One of the key things I did in my last business Trovus was to set up a rewards structure for meeting targets. The money would go into the pot for us to celebrate and do things together as a team. One was a weekend for all the team in Amsterdam. Another was the silent disco at Regents Park Zoo. Another was creating graffiti on the office walls. Didn't matter what it was - it was that we celebrated and enjoyed what the team had created and achieved together.

I raced around the world in the year 2000 on the BT Global Challenge - called the Worlds Toughest Yacht Race. I remember a mantra at that time that a fast team is a happy team. The thinking was that if the boat was going fast, then everyone would be happy, and you’d push on to go even faster.

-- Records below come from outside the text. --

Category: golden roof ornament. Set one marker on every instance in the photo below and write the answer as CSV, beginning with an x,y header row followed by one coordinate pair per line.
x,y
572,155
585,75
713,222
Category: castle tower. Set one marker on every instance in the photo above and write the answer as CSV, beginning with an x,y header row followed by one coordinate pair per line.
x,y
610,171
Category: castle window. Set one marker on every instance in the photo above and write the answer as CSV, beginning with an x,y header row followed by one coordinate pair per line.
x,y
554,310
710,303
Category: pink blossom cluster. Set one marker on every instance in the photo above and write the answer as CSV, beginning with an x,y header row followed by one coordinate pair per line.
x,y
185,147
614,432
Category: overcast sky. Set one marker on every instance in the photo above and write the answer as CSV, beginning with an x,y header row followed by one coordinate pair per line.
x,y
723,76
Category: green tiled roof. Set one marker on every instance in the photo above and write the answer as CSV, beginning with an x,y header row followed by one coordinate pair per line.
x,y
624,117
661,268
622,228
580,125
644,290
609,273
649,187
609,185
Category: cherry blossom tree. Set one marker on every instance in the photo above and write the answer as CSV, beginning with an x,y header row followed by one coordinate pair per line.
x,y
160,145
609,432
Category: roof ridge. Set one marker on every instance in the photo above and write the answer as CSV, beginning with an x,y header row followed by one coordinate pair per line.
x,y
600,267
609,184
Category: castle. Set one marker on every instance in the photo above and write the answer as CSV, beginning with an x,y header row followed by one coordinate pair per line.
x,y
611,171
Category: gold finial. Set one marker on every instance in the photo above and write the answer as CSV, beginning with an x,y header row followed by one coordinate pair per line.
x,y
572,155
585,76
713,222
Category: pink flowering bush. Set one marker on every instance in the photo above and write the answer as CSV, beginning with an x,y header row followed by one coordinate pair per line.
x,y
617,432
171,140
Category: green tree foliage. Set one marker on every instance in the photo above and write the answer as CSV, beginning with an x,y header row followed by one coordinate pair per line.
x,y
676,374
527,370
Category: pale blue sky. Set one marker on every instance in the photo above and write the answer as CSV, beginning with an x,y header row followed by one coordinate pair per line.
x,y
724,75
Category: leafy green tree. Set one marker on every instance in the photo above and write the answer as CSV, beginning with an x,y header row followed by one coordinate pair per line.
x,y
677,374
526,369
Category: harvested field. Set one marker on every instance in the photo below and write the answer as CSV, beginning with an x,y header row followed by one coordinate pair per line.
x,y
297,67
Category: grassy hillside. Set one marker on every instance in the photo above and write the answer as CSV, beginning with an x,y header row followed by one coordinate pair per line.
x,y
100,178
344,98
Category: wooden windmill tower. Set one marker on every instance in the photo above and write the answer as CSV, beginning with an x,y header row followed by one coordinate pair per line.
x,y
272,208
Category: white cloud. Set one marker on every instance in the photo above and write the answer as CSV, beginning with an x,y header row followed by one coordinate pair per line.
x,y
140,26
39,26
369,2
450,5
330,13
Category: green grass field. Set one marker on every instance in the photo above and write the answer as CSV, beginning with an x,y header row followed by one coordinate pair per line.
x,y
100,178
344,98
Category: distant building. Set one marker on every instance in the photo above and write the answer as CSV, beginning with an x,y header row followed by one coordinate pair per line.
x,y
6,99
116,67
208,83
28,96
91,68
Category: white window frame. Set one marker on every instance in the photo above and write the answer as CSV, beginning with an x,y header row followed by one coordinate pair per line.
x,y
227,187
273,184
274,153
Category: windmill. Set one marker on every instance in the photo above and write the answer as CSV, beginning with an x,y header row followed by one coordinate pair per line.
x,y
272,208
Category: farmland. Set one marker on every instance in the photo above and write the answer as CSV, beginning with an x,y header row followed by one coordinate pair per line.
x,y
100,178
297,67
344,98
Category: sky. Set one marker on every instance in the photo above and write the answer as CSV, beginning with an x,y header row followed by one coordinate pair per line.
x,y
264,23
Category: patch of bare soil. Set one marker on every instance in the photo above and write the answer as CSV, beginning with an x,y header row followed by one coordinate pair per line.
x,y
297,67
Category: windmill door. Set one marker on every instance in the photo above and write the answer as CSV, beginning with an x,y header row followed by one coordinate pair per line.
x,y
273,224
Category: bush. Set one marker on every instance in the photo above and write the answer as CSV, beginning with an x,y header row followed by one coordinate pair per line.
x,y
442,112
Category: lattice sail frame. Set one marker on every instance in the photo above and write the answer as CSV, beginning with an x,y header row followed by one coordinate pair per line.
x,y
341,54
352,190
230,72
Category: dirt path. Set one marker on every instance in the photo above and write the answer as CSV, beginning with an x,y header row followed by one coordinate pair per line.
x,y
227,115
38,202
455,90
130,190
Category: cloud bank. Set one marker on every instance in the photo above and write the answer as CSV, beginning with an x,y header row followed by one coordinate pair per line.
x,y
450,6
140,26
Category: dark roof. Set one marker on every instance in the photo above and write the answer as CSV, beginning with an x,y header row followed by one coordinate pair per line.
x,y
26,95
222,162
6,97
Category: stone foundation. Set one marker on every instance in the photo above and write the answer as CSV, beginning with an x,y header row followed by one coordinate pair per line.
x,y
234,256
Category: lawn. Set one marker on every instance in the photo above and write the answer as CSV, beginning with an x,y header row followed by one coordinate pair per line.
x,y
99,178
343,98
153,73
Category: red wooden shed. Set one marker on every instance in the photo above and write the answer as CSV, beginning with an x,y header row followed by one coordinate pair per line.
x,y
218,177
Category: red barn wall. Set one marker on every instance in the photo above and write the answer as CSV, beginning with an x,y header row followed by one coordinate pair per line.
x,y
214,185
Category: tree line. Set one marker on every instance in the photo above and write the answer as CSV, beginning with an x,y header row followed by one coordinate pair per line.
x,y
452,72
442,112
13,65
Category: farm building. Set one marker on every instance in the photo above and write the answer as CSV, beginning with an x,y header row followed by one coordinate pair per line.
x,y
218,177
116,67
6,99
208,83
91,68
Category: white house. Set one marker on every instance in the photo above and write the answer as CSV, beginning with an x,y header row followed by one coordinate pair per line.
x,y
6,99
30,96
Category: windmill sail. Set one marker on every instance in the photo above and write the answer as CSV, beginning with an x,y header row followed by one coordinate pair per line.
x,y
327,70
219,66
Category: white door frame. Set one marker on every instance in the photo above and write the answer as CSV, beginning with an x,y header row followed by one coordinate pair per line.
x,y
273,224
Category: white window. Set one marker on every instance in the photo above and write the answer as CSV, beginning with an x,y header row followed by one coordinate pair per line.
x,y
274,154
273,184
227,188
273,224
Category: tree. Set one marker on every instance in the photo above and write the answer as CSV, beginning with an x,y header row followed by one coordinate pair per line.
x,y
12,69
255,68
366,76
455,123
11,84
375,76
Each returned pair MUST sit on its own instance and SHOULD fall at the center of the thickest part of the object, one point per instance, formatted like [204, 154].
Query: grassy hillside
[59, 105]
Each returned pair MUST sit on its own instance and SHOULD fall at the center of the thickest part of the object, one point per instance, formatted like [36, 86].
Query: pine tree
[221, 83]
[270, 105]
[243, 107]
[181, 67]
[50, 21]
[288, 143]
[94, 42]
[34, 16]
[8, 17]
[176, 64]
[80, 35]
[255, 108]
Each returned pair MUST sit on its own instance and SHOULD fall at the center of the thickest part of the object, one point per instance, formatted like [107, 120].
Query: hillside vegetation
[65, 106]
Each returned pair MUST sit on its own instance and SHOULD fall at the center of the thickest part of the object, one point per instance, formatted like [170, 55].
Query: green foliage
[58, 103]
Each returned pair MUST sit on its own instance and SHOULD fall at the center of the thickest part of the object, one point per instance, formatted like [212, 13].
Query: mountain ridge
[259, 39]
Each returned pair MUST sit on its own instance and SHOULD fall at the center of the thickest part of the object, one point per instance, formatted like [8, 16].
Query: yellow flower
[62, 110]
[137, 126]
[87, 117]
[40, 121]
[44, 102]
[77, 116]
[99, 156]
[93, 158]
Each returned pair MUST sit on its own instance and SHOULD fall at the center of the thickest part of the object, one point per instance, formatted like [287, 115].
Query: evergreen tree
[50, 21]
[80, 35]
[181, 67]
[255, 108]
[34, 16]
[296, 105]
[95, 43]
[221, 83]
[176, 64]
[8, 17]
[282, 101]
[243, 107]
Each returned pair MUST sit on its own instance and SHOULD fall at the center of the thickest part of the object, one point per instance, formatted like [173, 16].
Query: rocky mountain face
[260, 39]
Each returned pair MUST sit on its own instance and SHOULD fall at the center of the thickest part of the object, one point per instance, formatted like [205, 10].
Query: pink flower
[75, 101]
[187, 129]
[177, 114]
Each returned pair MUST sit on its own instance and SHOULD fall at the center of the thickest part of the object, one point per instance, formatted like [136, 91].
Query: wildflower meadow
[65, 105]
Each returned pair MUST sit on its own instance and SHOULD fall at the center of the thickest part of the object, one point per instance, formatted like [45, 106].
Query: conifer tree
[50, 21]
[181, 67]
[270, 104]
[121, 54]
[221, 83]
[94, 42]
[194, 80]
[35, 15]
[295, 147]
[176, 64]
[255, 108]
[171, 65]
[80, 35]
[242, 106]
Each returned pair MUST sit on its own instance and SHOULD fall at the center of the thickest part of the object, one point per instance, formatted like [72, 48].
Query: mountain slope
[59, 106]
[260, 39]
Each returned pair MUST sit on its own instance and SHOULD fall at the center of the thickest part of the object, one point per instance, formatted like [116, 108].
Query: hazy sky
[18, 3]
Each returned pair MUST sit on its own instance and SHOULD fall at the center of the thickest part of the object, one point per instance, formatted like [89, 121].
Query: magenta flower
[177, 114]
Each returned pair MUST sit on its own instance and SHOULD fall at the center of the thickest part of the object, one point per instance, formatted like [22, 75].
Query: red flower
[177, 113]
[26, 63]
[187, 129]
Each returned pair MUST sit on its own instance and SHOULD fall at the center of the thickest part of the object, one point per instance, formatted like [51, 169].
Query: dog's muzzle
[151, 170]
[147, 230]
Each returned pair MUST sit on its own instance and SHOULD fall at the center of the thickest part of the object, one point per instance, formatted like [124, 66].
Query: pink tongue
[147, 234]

I actually think the polar opposite is true. A happy team is a fast team. Get a team playing to their strengths, doing the things that they love doing, raise the levels of self-awareness through truth and honesty, talk about what is right and encourage the team to celebrate together. I think that if your team is buzzing and happy, then you will have a fast team that is a winning team.

How does your team stack up? Are you firing on all cylinders? Are you ready to close out 2017 on a high and line up for 2018? I can think of few things more important than getting your team working together and focused.